Revista CNT Transporte Atual-FEV/2003

Page 40

40 CNT REVISTA FEVEREIRO 2003

OPINIÃO ALEXANDRE GARCIA

Com a faca e o queijo

O MOMENTO DAS REFORMAS É AGORA. POUCAS VEZES NA HISTÓRIA DO PAÍS HOUVE OPORTUNIDADES ASSIM

A

mais recente pesquisa CNT/Sensus mostra que o governo Lula tem mais expectativa favorável agora – 78,4% – do que logo após a eleição – 71%. O principal programa do governo, o Fome Zero, tem 87,3% de aprovação, acima do Cruzado. Na época, o então presidente José Sarney me disse que não precisava da imprensa porque tinha o povo a seu lado. Hoje, nota-se que o atual presidente continua julgando indispensável o apoio do povo, como demonstra no corpo-a-corpo com que renova energias. O brilho interno de Lula reforça-se no exterior. Sua atuação em relação à Venezuela, a sabedoria de ser o elo entre os Fóruns Social e Econômico, o sucesso na Alemanha e França – onde editorial do “Le Monde” o chamou de “professor” – dão-lhe credenciais que fortalecem a posição interna. A bem conduzida administração política no Congresso aumentou a base de sustentação do seu governo e o deixa com presidentes amigos na Câmara e no Senado. O cenário está pronto para que sejam feitas as reformas de que o Brasil precisa. Chance de fazer não apenas as da Previdência e tributária, mas também a reforma trabalhista e política. A composição equilibrada do Ministério e a sensatez da condução econômica conquistaram confiança interna e externa.
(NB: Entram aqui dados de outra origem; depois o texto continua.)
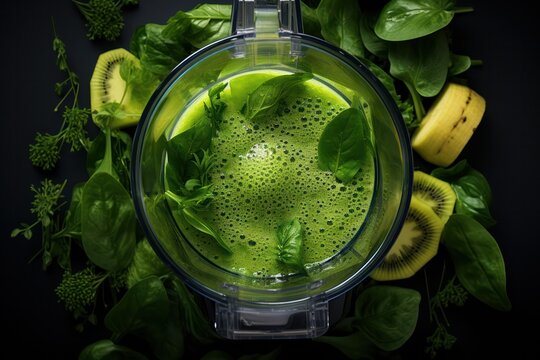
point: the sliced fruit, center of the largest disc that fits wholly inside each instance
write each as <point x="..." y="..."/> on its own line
<point x="435" y="193"/>
<point x="417" y="243"/>
<point x="449" y="124"/>
<point x="106" y="85"/>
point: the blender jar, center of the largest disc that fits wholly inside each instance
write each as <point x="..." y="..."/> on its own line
<point x="267" y="36"/>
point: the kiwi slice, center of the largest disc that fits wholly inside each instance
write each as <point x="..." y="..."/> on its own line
<point x="416" y="244"/>
<point x="436" y="193"/>
<point x="106" y="85"/>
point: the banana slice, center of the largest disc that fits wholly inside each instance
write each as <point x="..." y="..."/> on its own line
<point x="449" y="124"/>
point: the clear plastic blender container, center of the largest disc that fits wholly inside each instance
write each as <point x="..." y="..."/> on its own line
<point x="267" y="36"/>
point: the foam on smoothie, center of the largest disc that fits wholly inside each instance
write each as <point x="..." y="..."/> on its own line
<point x="267" y="172"/>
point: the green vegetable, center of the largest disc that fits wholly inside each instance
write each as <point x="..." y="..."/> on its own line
<point x="422" y="64"/>
<point x="78" y="291"/>
<point x="289" y="244"/>
<point x="387" y="315"/>
<point x="108" y="222"/>
<point x="266" y="97"/>
<point x="478" y="260"/>
<point x="340" y="25"/>
<point x="201" y="26"/>
<point x="45" y="152"/>
<point x="409" y="19"/>
<point x="146" y="311"/>
<point x="345" y="144"/>
<point x="104" y="18"/>
<point x="472" y="190"/>
<point x="145" y="263"/>
<point x="107" y="350"/>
Adiar a compra de aviões de guerra e reexaminar licitações no Ministério dos Transportes mostraram a coerência de um governo que quer combater a fome. Dois terços dos entrevistados na pesquisa CNT/Sensus aprovaram o cancelamento das

licitações. Uma cautela confirmada pelos fatos. Só vou citar um exemplo. Para consertar 50 quilômetros esburacados da BR-163, em Guarantã do Norte (MT), divisa com o Pará, foi destinado R$ 1,5 milhão. Passou por lá uma motoniveladora e a estrada continuou intransitável. Aí, a Associação dos Produtores Rurais Vale do XV se cotizou e consertou a estrada por R$ 75 mil! Se a gente aplicar a mesma proporção sobre o total das 60 licitações canceladas, chega à conclusão de que, em vez de gastar R$ 5 bilhões, a conta poderia ficar por R$ 250 milhões. O momento das reformas é agora. Poucas vezes houve oportunidades assim. Os militares tinham a espada e a caneta para redigir atos institucionais e fazer as mudanças que julgavam necessárias. Collor teve a força das urnas e um Congresso recém-chegado para converter em lei as absurdas medidas provisórias do congelamento da nossa poupança. FHC me disse que, não sendo autoritário, não seguiria o exemplo de Collor e deixaria o Congresso discutir as reformas. Ele passou e as reformas, não. Ao se despedir de Lula, o ex-presidente augurou: “Espero que você consiga fazer as reformas que não consegui”. O Brasil é o país das oportunidades perdidas. Refugou o imposto único; fez corpo mole com a revisão constitucional, que continha todas as reformas; ficou olhando a História chegar para a Coréia do Sul, o Sudeste Asiático, o México, o Chile... Agora é a hora. Lula está com a faca e o queijo nas mãos.